ChatGPT is inventing fake data on cancer, doctors warn

Doctors warn against using ChatGPT for medical advice after a study found it fabricated health data when asked for information about cancer.

The AI ​​chatbot incorrectly answered one out of ten breast cancer screening questions, and the correct answers weren’t as “comprehensive” as those found with a simple Google search.

Researchers said that in some cases, the AI ​​chatbot even used fake magazine articles to back up its claims.

It comes amid warnings that users should handle the software with caution as it has a tendency to “hallucinate”, i.e. make things up.

Doctors warn against using ChatGPT for medical advice

Doctors warn against using ChatGPT for medical advice

Researchers from the University of Maryland School of Medicine asked ChatGPT to answer 25 questions related to breast cancer screening advice.

Since the chatbot is known to vary its answers, each question was asked three times. The results were then evaluated by three radiologists trained in mammography.

The “vast majority” – 88 percent – of the responses were appropriate and easy to understand. However, some of the answers are “inaccurate or even fictitious,” they warned.

For example, one response was based on outdated information. Postponing a mammogram by four to six weeks after receiving a Covid-19 vaccination has been recommended. However, that advice was changed over a year ago to advise women not to wait.

ChatGPT also provided conflicting answers to questions about breast cancer risk and where to get a mammogram. The study found that responses “varyed significantly” each time the same question was asked.

The co-author of the study, Dr. Paul Yi, said: “We have seen in our experience that ChatGPT sometimes fabricates fake journal articles or health consortiums to back up its claims.

“Consumers should be aware that this is new, unproven technology and should still rely on their doctor rather than ChatGPT for guidance.”

The results, published in the journal Radiology, also showed that a simple Google search still yielded a more comprehensive answer.

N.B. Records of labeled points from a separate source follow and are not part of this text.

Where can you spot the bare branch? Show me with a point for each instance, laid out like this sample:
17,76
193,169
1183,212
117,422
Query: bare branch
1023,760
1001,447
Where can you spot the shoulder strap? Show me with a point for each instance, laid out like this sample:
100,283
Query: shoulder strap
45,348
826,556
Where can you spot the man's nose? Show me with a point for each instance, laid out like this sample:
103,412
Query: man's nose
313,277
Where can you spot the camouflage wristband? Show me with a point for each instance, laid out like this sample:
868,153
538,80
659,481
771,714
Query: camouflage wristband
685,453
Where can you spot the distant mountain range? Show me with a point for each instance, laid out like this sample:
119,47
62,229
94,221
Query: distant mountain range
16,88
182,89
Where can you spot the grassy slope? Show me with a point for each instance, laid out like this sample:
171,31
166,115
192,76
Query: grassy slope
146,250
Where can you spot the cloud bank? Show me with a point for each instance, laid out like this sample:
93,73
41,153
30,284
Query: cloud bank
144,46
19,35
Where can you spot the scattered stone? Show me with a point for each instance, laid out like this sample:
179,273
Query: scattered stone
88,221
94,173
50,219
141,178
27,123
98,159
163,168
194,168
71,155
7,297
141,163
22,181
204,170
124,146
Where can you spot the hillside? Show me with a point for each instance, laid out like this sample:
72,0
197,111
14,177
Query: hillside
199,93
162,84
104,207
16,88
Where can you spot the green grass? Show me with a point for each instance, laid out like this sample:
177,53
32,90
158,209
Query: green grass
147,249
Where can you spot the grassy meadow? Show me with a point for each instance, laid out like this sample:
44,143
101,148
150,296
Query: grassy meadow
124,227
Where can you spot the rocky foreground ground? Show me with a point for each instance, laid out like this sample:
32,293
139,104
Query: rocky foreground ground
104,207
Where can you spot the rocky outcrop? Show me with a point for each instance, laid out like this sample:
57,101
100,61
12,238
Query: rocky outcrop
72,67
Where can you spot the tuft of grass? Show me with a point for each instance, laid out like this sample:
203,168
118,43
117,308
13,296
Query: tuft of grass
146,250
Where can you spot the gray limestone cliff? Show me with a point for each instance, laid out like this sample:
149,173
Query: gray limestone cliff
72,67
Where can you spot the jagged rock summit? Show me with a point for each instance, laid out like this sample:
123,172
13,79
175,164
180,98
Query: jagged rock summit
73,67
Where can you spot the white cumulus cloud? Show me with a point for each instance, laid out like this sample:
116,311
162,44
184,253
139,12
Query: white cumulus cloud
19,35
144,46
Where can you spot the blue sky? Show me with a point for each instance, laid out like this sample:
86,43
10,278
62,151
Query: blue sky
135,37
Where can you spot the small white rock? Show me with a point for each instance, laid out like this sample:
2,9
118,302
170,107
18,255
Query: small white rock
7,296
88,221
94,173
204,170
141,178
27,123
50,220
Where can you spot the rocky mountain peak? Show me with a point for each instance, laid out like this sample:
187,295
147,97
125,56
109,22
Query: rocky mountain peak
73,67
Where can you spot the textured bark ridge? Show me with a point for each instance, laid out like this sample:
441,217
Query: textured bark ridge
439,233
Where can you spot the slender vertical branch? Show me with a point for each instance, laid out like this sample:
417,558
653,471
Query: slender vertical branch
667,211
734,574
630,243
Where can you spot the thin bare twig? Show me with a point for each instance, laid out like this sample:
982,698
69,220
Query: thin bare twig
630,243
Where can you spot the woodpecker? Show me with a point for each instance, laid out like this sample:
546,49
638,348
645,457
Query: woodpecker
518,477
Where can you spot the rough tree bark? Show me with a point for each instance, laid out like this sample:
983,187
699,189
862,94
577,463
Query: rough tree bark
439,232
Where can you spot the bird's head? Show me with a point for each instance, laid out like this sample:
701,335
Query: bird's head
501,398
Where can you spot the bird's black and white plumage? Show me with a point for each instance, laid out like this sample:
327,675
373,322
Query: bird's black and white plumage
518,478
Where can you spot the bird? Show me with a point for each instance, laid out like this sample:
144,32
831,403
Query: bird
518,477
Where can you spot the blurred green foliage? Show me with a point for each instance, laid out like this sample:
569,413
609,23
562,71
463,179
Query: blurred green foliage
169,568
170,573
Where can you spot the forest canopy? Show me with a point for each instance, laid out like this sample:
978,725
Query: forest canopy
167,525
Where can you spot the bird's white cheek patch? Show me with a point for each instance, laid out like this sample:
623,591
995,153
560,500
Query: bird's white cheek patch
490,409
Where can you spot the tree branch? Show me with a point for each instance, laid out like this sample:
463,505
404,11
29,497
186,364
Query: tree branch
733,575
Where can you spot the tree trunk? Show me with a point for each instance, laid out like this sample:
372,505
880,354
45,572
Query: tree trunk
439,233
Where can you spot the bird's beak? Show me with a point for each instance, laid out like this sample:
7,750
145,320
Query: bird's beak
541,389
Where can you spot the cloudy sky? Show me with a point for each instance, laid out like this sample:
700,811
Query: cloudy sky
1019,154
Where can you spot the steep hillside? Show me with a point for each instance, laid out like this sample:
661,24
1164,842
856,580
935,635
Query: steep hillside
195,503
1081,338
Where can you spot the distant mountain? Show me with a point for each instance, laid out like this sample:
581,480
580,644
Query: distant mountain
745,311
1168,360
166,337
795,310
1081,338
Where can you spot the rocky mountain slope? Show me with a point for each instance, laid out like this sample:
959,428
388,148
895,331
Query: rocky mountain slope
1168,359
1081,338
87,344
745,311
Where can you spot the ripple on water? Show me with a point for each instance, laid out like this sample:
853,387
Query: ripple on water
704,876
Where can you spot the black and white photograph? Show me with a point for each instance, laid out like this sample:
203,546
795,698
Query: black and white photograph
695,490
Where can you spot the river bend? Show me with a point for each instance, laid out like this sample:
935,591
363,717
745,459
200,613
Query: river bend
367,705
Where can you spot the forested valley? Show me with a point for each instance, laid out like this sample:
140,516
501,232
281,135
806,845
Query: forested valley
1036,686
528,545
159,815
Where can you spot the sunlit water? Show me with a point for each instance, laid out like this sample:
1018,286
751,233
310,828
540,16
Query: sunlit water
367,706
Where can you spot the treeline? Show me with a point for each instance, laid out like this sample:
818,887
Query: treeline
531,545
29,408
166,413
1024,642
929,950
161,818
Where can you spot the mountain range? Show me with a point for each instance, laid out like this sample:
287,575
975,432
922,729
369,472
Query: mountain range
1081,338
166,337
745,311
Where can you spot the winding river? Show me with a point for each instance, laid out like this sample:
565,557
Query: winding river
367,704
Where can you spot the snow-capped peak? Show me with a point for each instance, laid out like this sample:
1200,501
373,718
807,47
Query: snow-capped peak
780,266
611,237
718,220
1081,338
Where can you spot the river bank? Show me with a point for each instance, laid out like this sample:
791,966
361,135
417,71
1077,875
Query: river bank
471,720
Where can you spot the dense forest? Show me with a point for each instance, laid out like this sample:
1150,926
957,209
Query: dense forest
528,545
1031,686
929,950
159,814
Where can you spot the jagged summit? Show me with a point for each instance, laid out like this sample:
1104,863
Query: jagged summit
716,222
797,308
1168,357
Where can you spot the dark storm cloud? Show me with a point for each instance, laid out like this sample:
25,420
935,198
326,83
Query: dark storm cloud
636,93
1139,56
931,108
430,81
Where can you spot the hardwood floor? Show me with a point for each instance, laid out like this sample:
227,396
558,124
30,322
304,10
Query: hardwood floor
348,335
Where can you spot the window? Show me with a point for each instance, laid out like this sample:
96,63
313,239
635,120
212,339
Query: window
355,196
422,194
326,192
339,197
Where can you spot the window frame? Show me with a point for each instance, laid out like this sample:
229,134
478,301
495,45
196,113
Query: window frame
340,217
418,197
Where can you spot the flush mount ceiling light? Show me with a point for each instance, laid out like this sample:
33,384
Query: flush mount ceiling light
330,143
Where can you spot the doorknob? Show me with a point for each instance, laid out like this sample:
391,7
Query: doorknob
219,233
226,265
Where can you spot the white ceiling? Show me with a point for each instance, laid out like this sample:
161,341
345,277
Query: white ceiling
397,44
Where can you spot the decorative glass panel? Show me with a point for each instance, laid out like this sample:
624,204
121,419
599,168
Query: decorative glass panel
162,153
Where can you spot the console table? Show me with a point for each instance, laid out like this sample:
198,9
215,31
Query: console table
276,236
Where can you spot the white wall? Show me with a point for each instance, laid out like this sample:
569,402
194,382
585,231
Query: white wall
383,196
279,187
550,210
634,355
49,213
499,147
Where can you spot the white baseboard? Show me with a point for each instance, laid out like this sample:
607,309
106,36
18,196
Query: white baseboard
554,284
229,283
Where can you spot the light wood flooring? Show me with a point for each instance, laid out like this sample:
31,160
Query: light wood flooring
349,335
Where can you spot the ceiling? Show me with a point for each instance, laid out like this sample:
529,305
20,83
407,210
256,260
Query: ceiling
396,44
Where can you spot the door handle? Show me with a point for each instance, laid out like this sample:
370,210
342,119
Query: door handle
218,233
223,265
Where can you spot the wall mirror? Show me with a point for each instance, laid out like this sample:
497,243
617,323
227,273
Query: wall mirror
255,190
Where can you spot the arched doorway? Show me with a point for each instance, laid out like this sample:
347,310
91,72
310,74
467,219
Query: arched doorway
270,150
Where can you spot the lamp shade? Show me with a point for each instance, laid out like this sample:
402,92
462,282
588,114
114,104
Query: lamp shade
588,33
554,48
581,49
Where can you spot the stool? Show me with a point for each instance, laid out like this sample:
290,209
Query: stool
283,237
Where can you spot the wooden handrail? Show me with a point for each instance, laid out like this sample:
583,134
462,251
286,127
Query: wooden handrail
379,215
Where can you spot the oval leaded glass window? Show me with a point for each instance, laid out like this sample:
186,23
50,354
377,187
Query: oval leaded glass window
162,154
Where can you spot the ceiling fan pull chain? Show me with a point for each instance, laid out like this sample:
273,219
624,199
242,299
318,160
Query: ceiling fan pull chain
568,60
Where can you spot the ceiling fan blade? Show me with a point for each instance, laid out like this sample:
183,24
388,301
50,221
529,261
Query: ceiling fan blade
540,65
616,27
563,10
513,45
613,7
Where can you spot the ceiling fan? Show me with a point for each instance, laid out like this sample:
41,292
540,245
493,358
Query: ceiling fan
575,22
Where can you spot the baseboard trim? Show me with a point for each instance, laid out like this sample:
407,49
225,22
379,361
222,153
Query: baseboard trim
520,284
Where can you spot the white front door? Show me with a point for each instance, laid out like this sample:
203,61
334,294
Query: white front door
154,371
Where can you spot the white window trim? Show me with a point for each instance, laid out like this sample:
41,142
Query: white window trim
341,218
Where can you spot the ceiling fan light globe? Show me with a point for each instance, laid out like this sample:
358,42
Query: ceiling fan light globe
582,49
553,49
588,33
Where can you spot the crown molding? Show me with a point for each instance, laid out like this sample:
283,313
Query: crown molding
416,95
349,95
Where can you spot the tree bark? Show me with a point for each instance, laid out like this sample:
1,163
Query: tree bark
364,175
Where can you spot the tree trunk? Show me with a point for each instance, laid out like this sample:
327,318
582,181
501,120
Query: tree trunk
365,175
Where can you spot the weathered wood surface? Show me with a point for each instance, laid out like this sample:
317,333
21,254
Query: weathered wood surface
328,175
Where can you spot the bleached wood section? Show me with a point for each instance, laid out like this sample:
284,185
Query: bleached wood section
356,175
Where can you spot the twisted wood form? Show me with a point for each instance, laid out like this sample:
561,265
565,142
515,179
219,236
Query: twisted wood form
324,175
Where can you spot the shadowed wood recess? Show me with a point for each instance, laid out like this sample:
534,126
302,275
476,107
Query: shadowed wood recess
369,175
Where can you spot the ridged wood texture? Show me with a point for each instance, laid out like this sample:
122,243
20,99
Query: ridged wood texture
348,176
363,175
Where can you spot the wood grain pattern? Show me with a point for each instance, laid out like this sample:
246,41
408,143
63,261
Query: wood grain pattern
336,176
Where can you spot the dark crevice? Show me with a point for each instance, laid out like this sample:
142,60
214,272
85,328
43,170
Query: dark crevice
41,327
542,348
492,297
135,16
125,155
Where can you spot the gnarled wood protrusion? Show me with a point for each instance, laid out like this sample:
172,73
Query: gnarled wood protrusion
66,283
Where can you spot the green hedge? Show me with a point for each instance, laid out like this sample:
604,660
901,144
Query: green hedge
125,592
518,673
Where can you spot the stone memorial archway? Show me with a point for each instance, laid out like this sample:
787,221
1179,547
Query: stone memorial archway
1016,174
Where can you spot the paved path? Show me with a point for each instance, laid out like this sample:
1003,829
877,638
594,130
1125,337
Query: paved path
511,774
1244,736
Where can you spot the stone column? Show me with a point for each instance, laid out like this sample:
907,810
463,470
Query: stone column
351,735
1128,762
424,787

The lead author Dr. Hana Haver said ChatGPT relied only on an organization’s set of recommendations issued by the American Cancer Society and did not offer dissenting recommendations issued by the Disease Control and Prevention or the US Preventative Services Task Force.

The launch of ChatGPT late last year sparked a surge in demand for the technology, with millions of users now using the tools on a daily basis for everything from writing school essays to finding health advice.

Microsoft has invested heavily in the software behind ChatGPT, integrating it with its Bing search engine and Office 365, including Word, PowerPoint, and Excel.

But the tech giant has admitted it can still make mistakes.

“Hallucination” is what AI experts call the phenomenon in which a chatbot, unable to find the answer it was trained on, confidently responds with an invented answer that it considers plausible.

Then he repeatedly insists on the wrong answer, unaware inwardly that this is a product of his own imagination.

dr However, Yi suggested that the overall results were positive, with ChatGPT correctly answering questions about breast cancer symptoms, who is at risk, and questions about mammogram cost, age and frequency recommendations.

He said the proportion of correct answers was “pretty amazing,” with the “added benefit of condensing information into an easily digestible form that consumers can easily understand.”

Over a thousand academics, pundits, and tech bosses recently called for an emergency halt in the “dangerous” “arms race” to bring the latest AI to market.

They warned that the battle between tech companies to develop increasingly powerful digital minds is “out of control” and poses “profound risks to society and humanity.”